Namun, keadaan akan berubah drastis secara seketika apabila Rachel berhasil melewati garis finis lebih dulu dan mengalahkan mereka semua. Suasana akan langsung menjadi hening tanpa ada satu pun ucapan selamat atau pengakuan atas kemampuan balap yang ia tunjukkan.
Secara teori, olahraga balap sebenarnya merupakan salah satu dari sedikit cabang olahraga di mana pria dan wanita bisa bersaing secara setara. Hal ini dikarenakan faktor mesin dan teknis kendaraan memegang peranan penting selain kemampuan fisik dari pembalap itu sendiri.
Rachel bercerita bahwa banyak pembalap pria yang tidak mau mengakui keunggulan wanita dan bahkan sering kali mencoba melakukan tindakan agresif. Mereka terkadang sengaja ingin menyingkirkan Rachel dari lintasan hanya karena merasa tidak terima jika didahului oleh seorang perempuan.

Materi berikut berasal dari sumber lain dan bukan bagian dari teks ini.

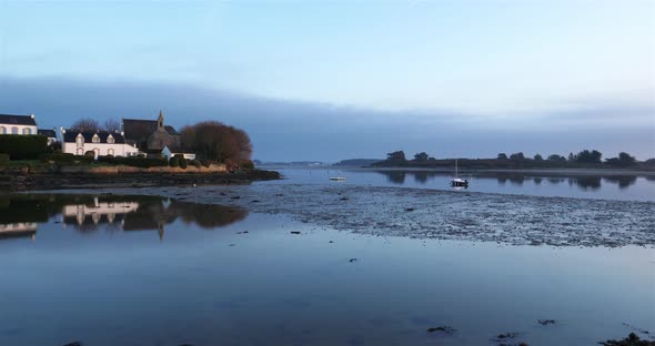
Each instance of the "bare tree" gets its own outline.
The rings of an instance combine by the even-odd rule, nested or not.
[[[71,129],[78,130],[78,131],[98,131],[98,130],[100,130],[100,124],[98,123],[98,121],[95,119],[82,118],[82,119],[75,121],[71,125]]]
[[[104,121],[104,130],[109,132],[121,131],[121,122],[118,121],[115,118],[110,118]]]

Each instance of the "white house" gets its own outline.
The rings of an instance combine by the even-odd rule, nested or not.
[[[137,146],[125,143],[121,132],[108,131],[61,131],[61,151],[68,154],[83,155],[88,151],[95,152],[98,156],[135,156],[139,154]]]
[[[174,146],[169,147],[168,145],[165,145],[164,149],[161,151],[161,155],[169,161],[171,160],[171,157],[173,157],[175,155],[182,155],[187,160],[195,160],[194,153],[190,153],[188,151],[183,151],[183,150],[181,150],[179,147],[174,147]]]
[[[37,134],[34,114],[0,114],[0,134]]]

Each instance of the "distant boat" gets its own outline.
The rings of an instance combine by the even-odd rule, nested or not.
[[[464,187],[468,189],[468,180],[461,179],[457,172],[457,160],[455,159],[455,177],[451,179],[451,186],[452,187]]]

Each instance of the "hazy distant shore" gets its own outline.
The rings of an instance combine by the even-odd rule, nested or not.
[[[455,167],[361,167],[361,166],[283,166],[283,165],[262,165],[261,169],[306,169],[306,170],[328,170],[328,171],[404,171],[404,172],[441,172],[455,173]],[[635,169],[467,169],[460,167],[460,173],[524,173],[524,174],[552,174],[552,175],[639,175],[655,176],[653,170]]]

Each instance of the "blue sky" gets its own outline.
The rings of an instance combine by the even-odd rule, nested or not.
[[[159,109],[242,126],[263,160],[647,159],[655,1],[0,0],[0,113]]]

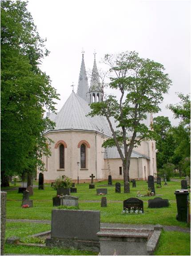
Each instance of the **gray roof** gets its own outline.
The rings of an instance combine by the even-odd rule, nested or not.
[[[80,72],[78,80],[78,85],[77,90],[77,94],[81,98],[87,101],[88,100],[89,86],[88,81],[88,77],[86,74],[86,68],[85,67],[84,54],[82,55],[82,64],[81,64],[80,71]]]
[[[92,73],[92,74],[91,81],[90,82],[89,92],[90,92],[94,91],[99,92],[100,91],[100,88],[99,85],[99,78],[98,74],[98,71],[97,71],[95,56]]]
[[[49,118],[56,124],[54,130],[80,130],[97,131],[111,136],[111,132],[104,117],[86,116],[91,111],[88,102],[72,92],[57,114],[49,114]]]
[[[121,150],[122,150],[123,154],[123,155],[124,155],[124,149],[123,148],[121,148]],[[118,150],[117,150],[117,148],[116,146],[113,146],[112,147],[107,147],[106,148],[107,152],[107,157],[108,158],[120,158]],[[150,157],[145,155],[144,154],[140,154],[134,150],[133,150],[132,151],[132,154],[131,156],[131,158],[139,158],[140,157],[146,158],[147,159],[150,159]],[[104,153],[104,159],[106,159],[107,156],[106,153]]]

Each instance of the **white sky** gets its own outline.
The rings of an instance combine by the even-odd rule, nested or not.
[[[162,64],[172,81],[159,115],[177,121],[167,104],[179,101],[175,92],[190,90],[191,4],[189,0],[29,0],[28,9],[50,51],[42,69],[60,94],[60,110],[76,92],[82,49],[86,70],[106,53],[135,51],[140,57]]]

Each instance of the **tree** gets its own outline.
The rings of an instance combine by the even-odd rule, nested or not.
[[[127,193],[129,192],[129,170],[133,149],[142,140],[155,137],[155,132],[143,121],[147,113],[159,111],[163,93],[167,92],[171,81],[164,73],[163,65],[140,58],[135,52],[116,56],[106,54],[103,62],[109,67],[109,87],[120,92],[120,99],[118,101],[112,95],[107,96],[102,90],[102,101],[91,105],[89,115],[104,116],[107,120],[112,138],[103,146],[116,146],[123,163],[124,192]],[[111,118],[117,123],[117,130]]]
[[[44,118],[58,98],[50,77],[40,68],[48,51],[35,26],[27,3],[1,5],[1,178],[43,170],[41,158],[50,151],[44,134],[54,123]]]

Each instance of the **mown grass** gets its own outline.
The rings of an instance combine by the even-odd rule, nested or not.
[[[113,183],[115,184],[114,181]],[[122,186],[121,193],[115,192],[115,187],[105,187],[107,189],[107,207],[101,207],[100,203],[88,203],[84,200],[99,200],[102,196],[96,195],[96,188],[100,188],[99,185],[107,184],[107,181],[97,183],[96,189],[89,189],[87,183],[76,184],[77,193],[72,195],[79,197],[79,206],[82,210],[95,210],[100,211],[101,222],[126,223],[129,224],[161,224],[167,225],[176,225],[186,227],[187,224],[178,221],[176,219],[177,214],[176,203],[174,192],[176,189],[181,188],[180,182],[171,181],[167,186],[164,186],[162,182],[162,187],[155,187],[155,197],[144,196],[141,199],[144,202],[144,213],[138,215],[124,215],[121,214],[123,210],[123,201],[130,197],[135,197],[139,191],[142,195],[146,194],[147,183],[146,181],[136,182],[135,188],[131,187],[131,193],[123,193]],[[121,184],[123,183],[121,182]],[[131,187],[132,187],[131,183]],[[29,208],[21,207],[22,194],[18,194],[17,190],[8,192],[7,202],[7,218],[13,219],[51,219],[52,206],[52,197],[56,195],[56,191],[51,187],[50,185],[45,187],[44,190],[34,189],[34,195],[30,197],[33,200],[33,207]],[[159,196],[158,195],[161,195]],[[147,201],[149,199],[160,196],[169,200],[170,206],[168,207],[159,209],[148,208]],[[20,201],[16,201],[19,200]],[[119,201],[113,202],[111,201]]]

"Seringkali dalam pikiran mereka, ‘oh, itu hanya seorang perempuan di depanku, aku akan menyingkirkannya dari lintasan'. Mereka tidak mau mengakui bahwa sebenarnya kamu lebih baik. Jika kamu kalah dari beberapa dari mereka, maka mereka akan berkata, 'Itu bagus'. Tapi jika kamu menang? Mereka tidak akan mengatakan apa pun,” kata Rachel.
Pernyataan yang dikutip dari laporan BBC pada Minggu (15/3/2026) tersebut menggambarkan betapa kerasnya mental yang harus dimiliki oleh seorang pembalap wanita. Rachel Robertson tidak hanya bertarung melawan waktu dan kecepatan, tetapi juga melawan ego yang masih mendominasi olahraga ini.
Berikut adalah ringkasan tantangan dan target Rachel Robertson di dunia motorsport:
| Kategori Tantangan | Detail Informasi |
|---|---|
| Stigma Sosial | Anggapan bahwa balapan bukan olahraga perempuan dan sering diremehkan rival pria. |
| Target Karier | Menembus grid utama Formula 1 (F1) sebagai pembalap tetap di masa depan. |
| Misi Utama | Mengakhiri puasa pembalap wanita di F1 yang sudah berlangsung selama 50 tahun. |
| Hambatan Teknis | Persaingan biaya yang tinggi serta keterbatasan akses bagi pembalap wanita. |
Tabel ini memberikan gambaran jelas mengenai peta persaingan dan hambatan yang sedang dihadapi oleh Rachel Robertson saat ini. Meskipun penuh rintangan, semangatnya untuk terus melaju di lintasan balap tidak pernah surut demi mewujudkan impian besarnya.
Kisah Rachel Robertson ini menjadi pengingat bahwa dedikasi dan keberanian dapat melampaui batasan tradisi yang ada. Publik kini menantikan apakah Rachel akan berhasil mengukir sejarah baru di dunia Formula 1 yang sangat kompetitif tersebut.